Am Gymnasium traf ich auf die verschiedensten Körpertypen. Da waren Mädchen, die schon in der 5. Klasse aussahen, als wollten sie mal Frauen werden. Andere hatten durchtrainierte Körper, die behielten sie auch, als sie später Hüften bekamen. Und es gab breitere, fülligere Mädchen und Jungs, die hatten einen schweren Stand, aber ich lernte früh, dass Gewicht und Beweglichkeit sich nicht ausschließen.

Wenn ich Menschen mag, sind mir ihre Körper meist egal. Dann sind sie einfach schön, was soll man da groß diskutieren oder schreiben? Ich beneidete viele von ihnen um die langen Beine. Denn wenn es was gibt, das ich nicht habe, dann sind es Beine. Und ich weiß nicht, seit wann ich mir das immer und immer wieder anhören durfte.

Hatte ich mal die verrückte Idee, einen Rock zu tragen, dann hieß es von Seiten meiner Mutter: Na ja, du hast halt diese Rollbeine, schmale Knie und Knöchel werden das wohl nicht mehr. Ja, danke, das sitzt. Meine Mutter ist groß, sie hat die langen Beine und sie sah in ihrer Jugend sicher super aus im Rock – gerade in der kurzen Variante. Ich war eben klein, habe zwar irgendwann noch meine 168 cm erreicht, aber mehr auch nicht. Und Beine habe ich immer noch nicht.

Das hat auch Vorteile: Ich kann in kleinen Autos hinten sitzen, ohne mich einzuklemmen. Ich kann ins Theater gehen und sitze immer bequem. Die mit den langen Beinen wissen oft nicht, wohin damit. Und: das, was mir an Beinlänge fehlt, habe ich im Oberkörper. Im Sitzen bin ich also überraschend groß, größer als mancher Exfreund. Für einen von ihnen war das schlimm, er ging nicht gern zu irgendwelchen Anlässen, bei denen viel gesessen wurde. Denn im Stehen sahen wir ja viel „normaler“ aus, da war er deutlich größer als ich.

Normal ist auch ein gutes Stichwort, wenn es um Körper geht. Denn die Bilder von „normal“, mit denen wir gefüttert werden, die machen sie ja erst möglich, diese schlimmen Bewertungen – vor allem auch des eigenen Körpers. Die einen finden ihren Hintern zu groß, die anderen zu klein, der Bauch ist nicht straff, die Schultern nicht breit genug, es gibt immer was zu meckern. Dabei soll der Körper uns doch so gut es geht durchs Leben bringen, wir sollten ihn mögen.

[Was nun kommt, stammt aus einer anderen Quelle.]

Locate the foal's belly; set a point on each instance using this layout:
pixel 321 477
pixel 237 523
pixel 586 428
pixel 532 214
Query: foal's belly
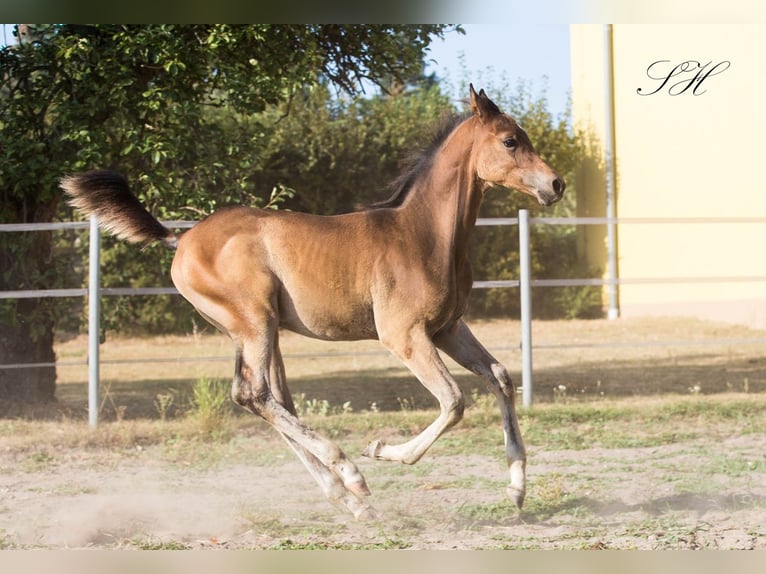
pixel 328 319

Klar, Krankheiten verändern uns, sie verändern alles. So richtig über die äußere Form zu meckern, ist vielleicht auch ein Privileg. Denn hat man das Glück, gesund zu sein, dann kommt man ja wirklich auf die verrücktesten Gründe, sich nicht gut genug zu fühlen. Aber ich hatte es ja neulich schon mal geschrieben: Du machst aus einer Turnerin keine Ballerina. Wenn du einen Körper hast, der eben nicht schmal und zerbrechlich ist, dann wirst du das nicht ändern, egal wie viel Sport du machst. Hüftknochen werden nicht schmaler, Beine nicht länger.

Was am schlimmsten ist an all diesen Debatten, ist die Feindseligkeit, die in diesem Thema liegt. Da denken manche, sie seien die besseren Menschen, weil sie schlank sind. Sie sind erfolgreicher, disziplinierter, schöner, grundsätzlich überlegen.

Eine entfernte Bekannte zeigte ihren wohlgeformten Körper ein paar Wochen nach der Geburt ihres ersten Kindes auf Facebook und bekam sehr viel Lob und Anerkennung dafür. Und alle anderen bekamen ihr Fett weg: Dieses Foto zeige nämlich, dass es möglich sei, die Bonus-Kilos sofort wieder in einen Sixpack zu verwandeln, wenn man es nur will. Und alle anderen, bei denen das nicht so ist? Klar, die haben sich gehenlassen.

Ich glaub, wir müssen aufhören, über Körper zu diskutieren. Es ist doch schon verbreitet genug, dass wir glauben, unser Wert hinge vom Aussehen ab. Klar, der erste Eindruck macht was aus. Aber alles, was wir sehen, ist nur ein winzig kleiner Ausschnitt. Und dieser klitzekleine Ausschnitt berechtigt nicht zur Interpretation. Bevor wir also vorschnell urteilen, sollten wir vielleicht erstmal ne Runde in den Schuhen der anderen drehen. Und fühlen, was dazugehört, um bis hierhin zu kommen – in genau diesem Körper.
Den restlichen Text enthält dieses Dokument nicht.